In Chalon-sur-Saône was het de chemicus Fortuné Joseph Petiot-Groffier die in 1834 begon met de verwerking van suikerbieten. Tien jaar eerder was het initiatief van dokter Sassier en burgemeester Constantin nog op niets uitgelopen, maar met de ‘Sucrerie des Alouettes’ (suikerfabriek De Zwaluw) leek het wél te gaan lukken. Petiot-Groffier stak er bijna zijn volledige fortuin in en toen dat nog niet genoeg was richtte hij in 1836 een vennootschap op met vijf aandeelhouders voor aanvullend kapitaal. Binnen een jaar waren de gebouwen gereed en machines geïnstalleerd om de eerste campagne te kunnen draaien. Daar bleef het helaas bij, want in 1838 leidde oververhitting van een oven tot een brand die de volledige fabriek verwoestte. Het bedrijf werd ontbonden, hoewel dat geenszins het einde betekende van de ondernemerszin van Petiot-Groffier. Eerst introduceerde hij de mousserende wijn in de Challonais en daarna stortte hij zich op het nieuwe fenomeen van de fotografie, waarvan hij zich als chemicus al snel de principes wist eigen te maken. De maker van de allereerste foto en plaatsgenoot Joseph Nicéphore Niépce was hem hierbij behulpzaam. Petiot-Groffier was één van de oprichters van de Société française de photografie en de Daguérreotypes die hij tijdens een reis door de Auvergne maakte zijn tegenwoordig onderdeel van een museumcollectie. Afbeelding 5: De hoge kwaliteit van de suiker uit Chalon-sur-Saône werd in 1872 en 1894 bekroond met een gouden medaille op nijverheidstentoonstellingen.

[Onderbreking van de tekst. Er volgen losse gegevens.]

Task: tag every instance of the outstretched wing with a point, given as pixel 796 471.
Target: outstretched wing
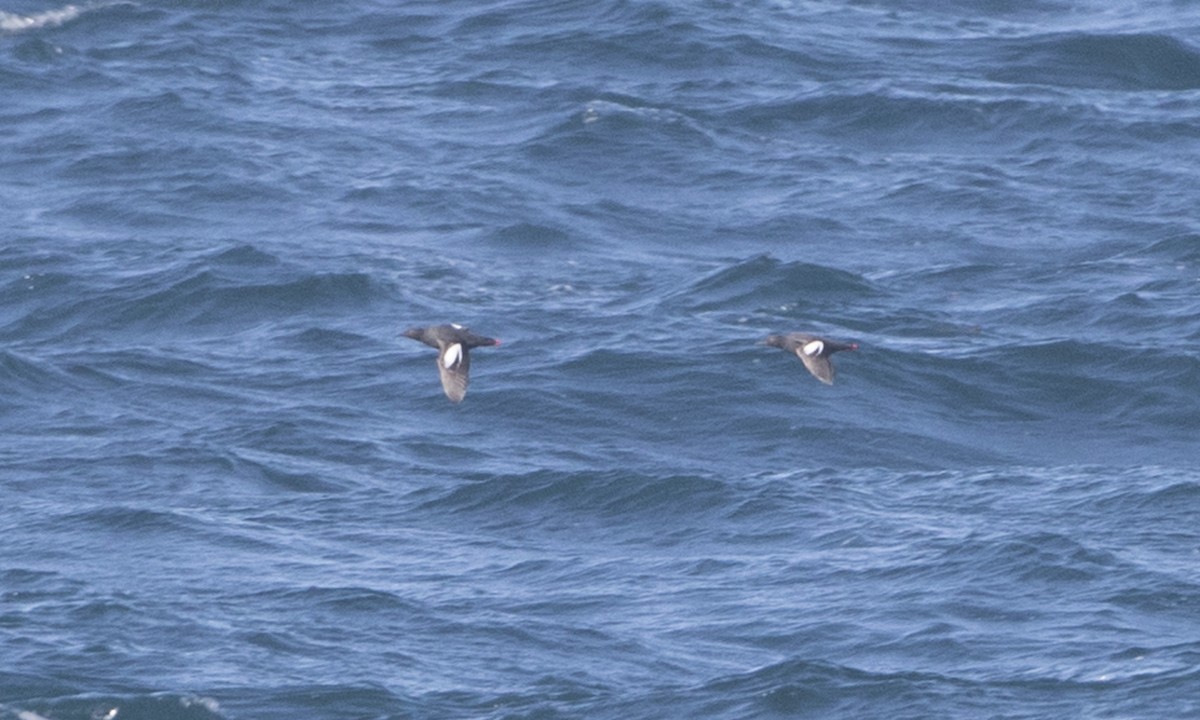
pixel 454 365
pixel 819 365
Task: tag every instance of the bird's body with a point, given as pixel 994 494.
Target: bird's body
pixel 453 343
pixel 813 351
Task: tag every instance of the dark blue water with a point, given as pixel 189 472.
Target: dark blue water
pixel 231 489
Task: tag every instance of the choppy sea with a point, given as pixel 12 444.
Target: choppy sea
pixel 232 490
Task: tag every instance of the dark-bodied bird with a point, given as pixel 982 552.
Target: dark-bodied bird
pixel 813 351
pixel 454 343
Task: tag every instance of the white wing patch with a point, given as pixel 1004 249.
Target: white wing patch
pixel 453 355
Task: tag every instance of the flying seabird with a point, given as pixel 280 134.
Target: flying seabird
pixel 813 351
pixel 454 343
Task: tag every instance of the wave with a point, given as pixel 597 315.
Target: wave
pixel 767 285
pixel 1135 61
pixel 51 18
pixel 109 707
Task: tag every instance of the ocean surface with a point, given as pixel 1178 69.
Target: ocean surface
pixel 233 490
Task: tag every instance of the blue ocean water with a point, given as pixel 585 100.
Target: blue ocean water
pixel 233 490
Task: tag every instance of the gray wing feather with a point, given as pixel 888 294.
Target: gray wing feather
pixel 819 366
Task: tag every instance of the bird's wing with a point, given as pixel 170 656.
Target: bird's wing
pixel 454 364
pixel 817 365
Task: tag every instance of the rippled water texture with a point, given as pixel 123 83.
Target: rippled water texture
pixel 234 490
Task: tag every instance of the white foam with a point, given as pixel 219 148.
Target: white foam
pixel 12 22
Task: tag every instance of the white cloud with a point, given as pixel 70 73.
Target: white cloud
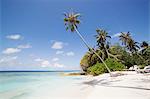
pixel 38 59
pixel 57 45
pixel 116 35
pixel 45 63
pixel 24 46
pixel 11 50
pixel 55 59
pixel 59 52
pixel 14 37
pixel 70 53
pixel 8 59
pixel 58 65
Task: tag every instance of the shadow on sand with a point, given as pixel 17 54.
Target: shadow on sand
pixel 106 83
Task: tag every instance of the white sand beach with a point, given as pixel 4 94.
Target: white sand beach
pixel 129 86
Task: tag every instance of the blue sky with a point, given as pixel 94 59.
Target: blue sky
pixel 33 36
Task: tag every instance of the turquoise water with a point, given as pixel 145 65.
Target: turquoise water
pixel 19 85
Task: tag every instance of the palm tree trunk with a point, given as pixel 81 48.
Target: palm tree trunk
pixel 81 37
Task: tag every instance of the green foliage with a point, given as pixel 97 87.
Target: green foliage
pixel 114 65
pixel 89 59
pixel 99 68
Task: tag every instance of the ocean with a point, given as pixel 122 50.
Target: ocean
pixel 37 85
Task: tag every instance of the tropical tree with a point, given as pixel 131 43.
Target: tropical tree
pixel 132 45
pixel 71 21
pixel 102 42
pixel 129 43
pixel 101 37
pixel 125 37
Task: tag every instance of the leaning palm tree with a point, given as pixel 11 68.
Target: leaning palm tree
pixel 71 21
pixel 125 37
pixel 132 45
pixel 144 44
pixel 101 39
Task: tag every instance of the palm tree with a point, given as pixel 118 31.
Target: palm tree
pixel 124 37
pixel 71 21
pixel 129 43
pixel 132 45
pixel 144 45
pixel 101 39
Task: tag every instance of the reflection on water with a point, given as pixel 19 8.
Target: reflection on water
pixel 23 84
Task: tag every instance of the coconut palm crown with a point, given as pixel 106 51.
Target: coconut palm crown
pixel 125 37
pixel 101 37
pixel 71 21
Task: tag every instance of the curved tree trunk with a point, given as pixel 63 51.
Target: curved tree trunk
pixel 81 37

Een tweede, dit keer succesvolle, poging om een suikerfabriek op te zetten werd in 1861 door Édouard Champonnois ondernomen. Om kosten uit te sparen vestigde hij deze aanvankelijk in een oude stoommaalderij aan de Quai Saint-Cosme. Deze was daar reeds in 1824 gebouwd en destijds één van de eerste in Frankrijk. Mede dankzij de verbeterde economische omstandigheden voor de bietsuikerindustrie verliepen de zaken zo voorspoedig dat er een nieuw complex verrees dat bestond uit een suikerfabriek en –raffinaderij. Vanwege de dak- en raamomlijstingen in rode steen kwam het in de volksmond bekend te staan als de ‘sucrerie rouge’, terwijl de volledig uit kalksteen opgetrokken maalderij de aanduiding ‘sucrerie blanche’ kreeg. Na de eeuwwisseling liep de verwerkingscapaciteit op tot zo’n negenhonderd à duizend ton bieten per dag gedurende een campagne van negentig dagen. In schaalvergroting begon ze echter steeds verder achterop te raken bij de bedrijven in Noord-Frankrijk die gemiddeld vijfduizend ton per dag verwerkten. Dat was echter lange tijd geen probleem aangezien er in de wijde omgeving geen andere suikerfabrieken actief waren, terwijl de nabijheid van de grote stad Lyon voldoende afzetmogelijkheden bood. Daarom wist de onderneming het, ondanks haar bescheiden capaciteit, tot 1966 vol te houden en daarbij werk te verschaffen aan honderd permanente werknemers, oplopend tot tweehonderdvijftig tijdens de campagne.Afbeelding 6: De bijzonder vormgegeven straatverlichting van het ‘Quartier Sucrerie’ is voorzien van TL-lampen die in Chalon-sur-Saône door Philips worden geproduceerd.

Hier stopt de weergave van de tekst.